Jack Butler, Hall of Famer
by Larry Schmitt
This week we are featuring Senior candidate Jack Butler, the second Pittsburgh Steeler of the Class of 2012, and 20th player to be enshrined in Canton who spent a significant part of his career with Pittsburgh.
Butler was a small-school, undrafted free agent from St. Bonaventure who left his mark on the NFL as a hard-hitting and play-making defensive back for the Pittsburgh Steelers.
Over the course of his nine-season, 103 game career, Butler intercepted 52 passes (an amazing ratio of one interception for every two games played!), which was second most in NFL history at that time. He still remains the Steelers all-time interceptor.
Butler also brought offensive skills to defense, scoring five touchdowns during his career.
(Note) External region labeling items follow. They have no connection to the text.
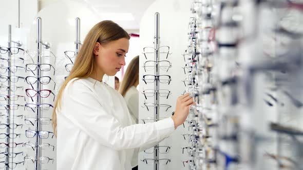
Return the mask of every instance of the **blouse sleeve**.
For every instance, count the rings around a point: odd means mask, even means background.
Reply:
[[[64,91],[62,116],[101,144],[117,150],[140,147],[157,142],[174,131],[171,118],[123,127],[101,105],[106,103],[98,102],[92,91],[79,81],[67,86]]]

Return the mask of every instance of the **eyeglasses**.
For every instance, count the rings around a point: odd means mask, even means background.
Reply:
[[[155,61],[147,61],[144,62],[144,65],[143,67],[144,68],[145,72],[146,71],[151,71],[154,70],[156,68],[157,62]],[[171,62],[167,60],[162,60],[158,61],[159,68],[164,71],[166,71],[166,72],[168,71],[168,69],[172,67],[172,63]]]
[[[25,146],[27,148],[31,147],[33,149],[33,150],[34,150],[34,151],[35,150],[35,148],[37,148],[38,147],[41,147],[41,148],[52,147],[52,151],[53,151],[54,150],[54,148],[55,148],[55,146],[54,145],[52,145],[50,144],[49,143],[42,143],[40,145],[36,145],[35,144],[30,143],[30,142],[27,142],[27,143],[24,143],[24,146]]]
[[[171,147],[168,146],[154,146],[148,150],[145,150],[144,153],[145,154],[153,154],[157,148],[159,148],[159,153],[160,154],[167,154],[171,149]]]
[[[27,64],[25,65],[25,69],[26,71],[30,71],[33,72],[35,71],[37,68],[39,68],[39,69],[40,69],[40,70],[42,71],[50,71],[51,70],[51,68],[52,68],[53,70],[53,75],[55,75],[55,68],[53,67],[53,66],[50,64]]]
[[[182,162],[183,163],[183,165],[184,166],[184,167],[185,167],[185,163],[188,163],[188,164],[190,165],[190,164],[194,164],[195,165],[195,162],[194,162],[194,160],[191,159],[191,160],[187,160],[186,161],[182,161]]]
[[[19,79],[24,79],[23,77],[11,76],[0,76],[0,82],[5,82],[9,80],[12,82],[17,82],[19,80]]]
[[[192,81],[193,80],[192,79],[188,79],[187,78],[185,78],[184,80],[182,80],[184,84],[184,86],[186,87],[187,86],[191,86],[192,85]]]
[[[165,59],[167,59],[168,54],[171,54],[171,53],[169,53],[169,47],[168,46],[162,46],[159,47],[158,49],[155,49],[151,47],[147,47],[143,48],[143,54],[145,57],[145,59],[147,59],[146,55],[148,55],[150,54],[155,54],[155,51],[157,51],[159,54],[164,54],[165,56]]]
[[[19,107],[24,107],[23,105],[20,105],[18,104],[0,104],[0,110],[12,110],[15,111],[19,109]]]
[[[17,165],[20,164],[21,163],[23,163],[24,164],[24,162],[20,162],[18,163],[16,162],[10,162],[9,163],[6,163],[5,161],[0,162],[0,168],[4,168],[6,167],[8,167],[9,168],[12,169],[14,168],[17,166]]]
[[[0,101],[7,101],[8,99],[11,101],[17,101],[19,99],[20,97],[24,97],[24,101],[25,101],[25,97],[23,96],[20,96],[17,95],[0,95]]]
[[[182,154],[184,154],[184,150],[185,150],[187,153],[190,153],[191,150],[193,150],[193,147],[192,146],[187,146],[187,147],[183,147],[182,148]]]
[[[171,76],[167,75],[160,75],[159,76],[144,75],[142,80],[144,81],[145,84],[147,84],[147,83],[153,83],[155,82],[155,80],[157,80],[160,83],[168,83],[168,84],[169,84],[171,81],[172,81]]]
[[[5,134],[5,133],[1,133],[0,134],[0,139],[5,139],[9,138],[10,139],[16,139],[18,136],[20,137],[20,135],[21,134],[17,134],[15,133],[12,133],[12,134]]]
[[[159,159],[159,160],[154,159],[144,159],[141,161],[148,165],[153,165],[156,162],[161,165],[167,165],[171,162],[171,159]]]
[[[26,163],[32,163],[36,162],[37,160],[41,164],[47,164],[49,162],[49,161],[52,161],[53,163],[54,159],[49,158],[49,157],[42,156],[36,159],[36,158],[33,156],[27,156],[24,157],[24,161]]]
[[[34,84],[36,83],[36,82],[37,82],[37,81],[39,81],[42,84],[48,84],[50,82],[50,80],[52,80],[54,83],[53,89],[55,89],[55,88],[56,87],[56,83],[49,76],[42,76],[39,77],[37,79],[36,77],[27,76],[25,77],[25,80],[26,81],[26,82],[29,84]]]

He played end for the Steelers on offense, catching TD passes from future NFL coaching and front office notables Jim Finks and Ted Marchibroda.
Butler made an immediate impact his rookie season when he intercepted five passes, returning them for 143 yards (nearly 30 yards per return). Two seasons later, he set an NFL record with a four-interception game in 1953 against the Washington Redskins, one of which he returned for a touchdown. In 1954 he scored twice on interception returns, an NFL record at the time. Over the course of his career, Butler recorded five defensive touchdowns; four on interception returns (a Pittsburgh team record) and one fumble return.
He was named to four consecutive Pro Bowls between 1956 - 1959, despite Pittsburgh not achieving much success as a team. During Butler's tenure, the Steelers only had two winning seasons, and never finished higher than third in the NFL Eastern Conference that was dominated by the Cleveland Browns and New York Giants throughout that decade. Impressively however, their defense was usually a rugged outfit. During the Steelers 6-6 season in 1957, Butler's 10-interceptions served as a catalyst for a unit that ranked #1 in points allowed and #2 in yards allowed. He was named All NFL that season, as well as 1958 and 1959.
A knee injury during the 1959 season forced Butler into a premature retirement. He was named to the Steeler's 75th anniversary Team and the NFL's All Decade Team for the 1950's. Team owner Dan Rooney said on Steelers.com at the announcement of Butler's election to the Hall of Fame, "Jack was one player,” said Dan Rooney, “who could have played with the great Steelers teams of the 1970s."